Date: Sat, 01 Apr 95 10:27:31 CST
Sender: Vanagon Mailing List <vanagon@vanagon.com>
From: Joel Walker <JWALKER@ua1vm.ua.edu>
Subject: All the News that Fits, We Print ...
POSSUM IS GOOD FOR YOU
(API) Scientists, working in secret for eight months in a secret under-
ground facility converted from an Atlas ICBM complex in Lower Peachtree,
Alabama, have discovered that a constant diet of turnip greens and
possum meat, with a side order of cornbread (no butter), has a
significant effect on the human body's levels of cholesterol.
Unfortunately, these beneficial results are offset by the increase in
bowel and bladder functions, coupled with a sudden lose of control in
these functions when country music is heard, and the ensuing costs of
Depends and other such apparel. The noxious fumes emitted by such
loses can be quite overpowering to bystanders, it was noted.

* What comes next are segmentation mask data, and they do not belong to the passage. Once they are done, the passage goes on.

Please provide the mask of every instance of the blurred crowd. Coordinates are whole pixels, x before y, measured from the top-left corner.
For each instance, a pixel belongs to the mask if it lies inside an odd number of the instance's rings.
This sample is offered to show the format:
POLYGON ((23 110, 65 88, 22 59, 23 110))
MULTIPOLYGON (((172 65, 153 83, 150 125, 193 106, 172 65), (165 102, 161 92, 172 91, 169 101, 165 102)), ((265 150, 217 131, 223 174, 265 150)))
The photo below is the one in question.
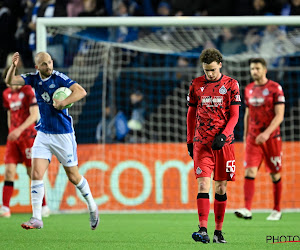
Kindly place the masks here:
MULTIPOLYGON (((231 15, 299 15, 300 0, 0 0, 0 68, 7 55, 19 51, 24 66, 32 67, 35 52, 37 17, 96 17, 96 16, 231 16, 231 15)), ((239 30, 224 28, 215 46, 221 52, 238 53, 255 48, 258 40, 280 37, 283 30, 276 26, 268 30, 251 30, 246 43, 236 39, 239 30), (271 35, 270 35, 271 34, 271 35)), ((126 42, 130 29, 120 27, 113 39, 126 42)), ((59 51, 56 49, 56 51, 59 51)))

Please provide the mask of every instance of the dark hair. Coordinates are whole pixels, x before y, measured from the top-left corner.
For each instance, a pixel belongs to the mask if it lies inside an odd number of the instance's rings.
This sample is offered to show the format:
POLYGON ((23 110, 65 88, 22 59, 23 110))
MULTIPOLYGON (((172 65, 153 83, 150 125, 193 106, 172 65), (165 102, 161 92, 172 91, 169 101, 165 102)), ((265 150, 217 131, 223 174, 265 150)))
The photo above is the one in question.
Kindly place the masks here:
POLYGON ((262 66, 264 66, 265 68, 267 67, 267 62, 265 59, 258 57, 258 58, 252 58, 250 59, 250 63, 261 63, 262 66))
POLYGON ((200 61, 202 63, 211 64, 212 62, 220 63, 223 60, 221 52, 217 49, 205 49, 200 55, 200 61))

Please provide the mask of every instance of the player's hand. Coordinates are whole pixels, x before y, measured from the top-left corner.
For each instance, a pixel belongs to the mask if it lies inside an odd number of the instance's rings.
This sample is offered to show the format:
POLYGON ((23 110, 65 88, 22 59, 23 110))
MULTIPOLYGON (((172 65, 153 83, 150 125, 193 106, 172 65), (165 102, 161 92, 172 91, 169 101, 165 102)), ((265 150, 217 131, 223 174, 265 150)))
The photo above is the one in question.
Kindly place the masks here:
POLYGON ((263 144, 267 140, 269 140, 270 135, 268 133, 262 132, 260 133, 256 138, 255 138, 255 143, 256 144, 263 144))
POLYGON ((13 65, 15 67, 17 67, 17 65, 19 63, 19 60, 20 60, 20 54, 19 54, 19 52, 14 53, 11 60, 12 60, 13 65))
POLYGON ((7 140, 9 141, 15 141, 19 138, 19 136, 22 134, 22 130, 19 128, 14 129, 13 131, 11 131, 8 136, 7 136, 7 140))
POLYGON ((193 154, 194 144, 193 143, 188 143, 187 144, 187 148, 188 148, 189 156, 192 157, 192 159, 193 159, 193 156, 194 156, 194 154, 193 154))
POLYGON ((53 107, 58 109, 58 110, 62 110, 64 109, 66 105, 63 104, 63 101, 59 101, 57 99, 53 99, 53 107))
POLYGON ((213 150, 220 150, 226 142, 226 136, 223 134, 216 135, 212 142, 211 148, 213 150))

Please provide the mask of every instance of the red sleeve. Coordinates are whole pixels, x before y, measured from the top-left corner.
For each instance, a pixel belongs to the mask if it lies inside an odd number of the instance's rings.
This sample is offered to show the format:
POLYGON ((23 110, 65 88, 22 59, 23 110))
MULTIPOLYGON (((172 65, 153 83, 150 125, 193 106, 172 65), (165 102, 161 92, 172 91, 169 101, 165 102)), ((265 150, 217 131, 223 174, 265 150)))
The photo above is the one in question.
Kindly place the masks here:
POLYGON ((197 108, 190 106, 187 113, 187 143, 193 143, 196 128, 196 111, 197 108))
POLYGON ((282 87, 278 84, 278 86, 275 88, 274 104, 281 104, 281 103, 285 103, 285 97, 284 97, 282 87))
POLYGON ((239 105, 230 105, 230 118, 222 133, 226 137, 233 133, 234 127, 239 120, 239 107, 239 105))
POLYGON ((9 109, 9 103, 7 101, 6 91, 3 91, 2 96, 3 96, 3 107, 8 110, 9 109))
POLYGON ((231 86, 231 105, 241 105, 239 83, 235 80, 231 86))
POLYGON ((197 99, 197 96, 195 95, 193 81, 191 82, 191 85, 190 85, 187 101, 188 101, 188 106, 197 107, 198 99, 197 99))

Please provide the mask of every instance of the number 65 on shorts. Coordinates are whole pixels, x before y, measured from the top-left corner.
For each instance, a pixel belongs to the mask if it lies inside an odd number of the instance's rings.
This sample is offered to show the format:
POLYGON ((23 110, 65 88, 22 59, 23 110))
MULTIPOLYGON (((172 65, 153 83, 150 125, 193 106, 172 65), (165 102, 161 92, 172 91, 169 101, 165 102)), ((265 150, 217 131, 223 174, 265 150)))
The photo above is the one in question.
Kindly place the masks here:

Work continues on reducing the side-effects of the discovery, and
state workers are confident that a new domesticated strain of possum
can be developed (much like the Butterball turkeys). "We think that
possum, not turkey or ham, will be the Meat of Choice for America in
the future," said State Commissioner of Agriculture, Finus Aghast,
whose office funded the research.
STATE WORKERS LAID OFF
(UP) In a sad ceremony today, State Highway Commissioner Bubba Berkowicz
announced the termination of 45 state highway workers, saying that their
jobs could no longer be justified. The sudden lay-off was due to the
miraculous and, as yet, unexplained disappearance of "road-kill" from
the highways and by-ways of Alabama for nearly a year.

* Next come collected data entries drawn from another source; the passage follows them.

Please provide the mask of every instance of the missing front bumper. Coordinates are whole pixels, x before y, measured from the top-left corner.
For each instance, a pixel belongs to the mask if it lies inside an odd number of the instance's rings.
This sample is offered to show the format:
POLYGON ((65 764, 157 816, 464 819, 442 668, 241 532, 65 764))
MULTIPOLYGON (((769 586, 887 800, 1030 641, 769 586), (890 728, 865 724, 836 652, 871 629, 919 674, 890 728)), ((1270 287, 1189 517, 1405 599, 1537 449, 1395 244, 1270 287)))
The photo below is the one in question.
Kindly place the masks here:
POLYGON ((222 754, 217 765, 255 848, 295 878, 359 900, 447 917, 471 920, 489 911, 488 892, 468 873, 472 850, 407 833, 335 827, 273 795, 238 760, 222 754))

"It's ah missterry to us heah," said the Commissioner. Other state
officials were equally baffled, but able to use better grammar. They
reported that no "road-kill" had been found on the sides of highways,
or even city streets, for the last eight months. "Not even a squashed
armadillo," said Sub-Commissioner Roscoe P. G. T. Beauregard, in a
telephone interview. "At first, we suspected McDonalds and those kinds
of folks", he said, "But our investigation turned up no connection."
In the meantime, those workers laid off will receive state benefits for
the maximum time allowed by law, and coupons for free food supplements,
now available through the State Agriculture Commisioner's office, for at
least eight months after their termination.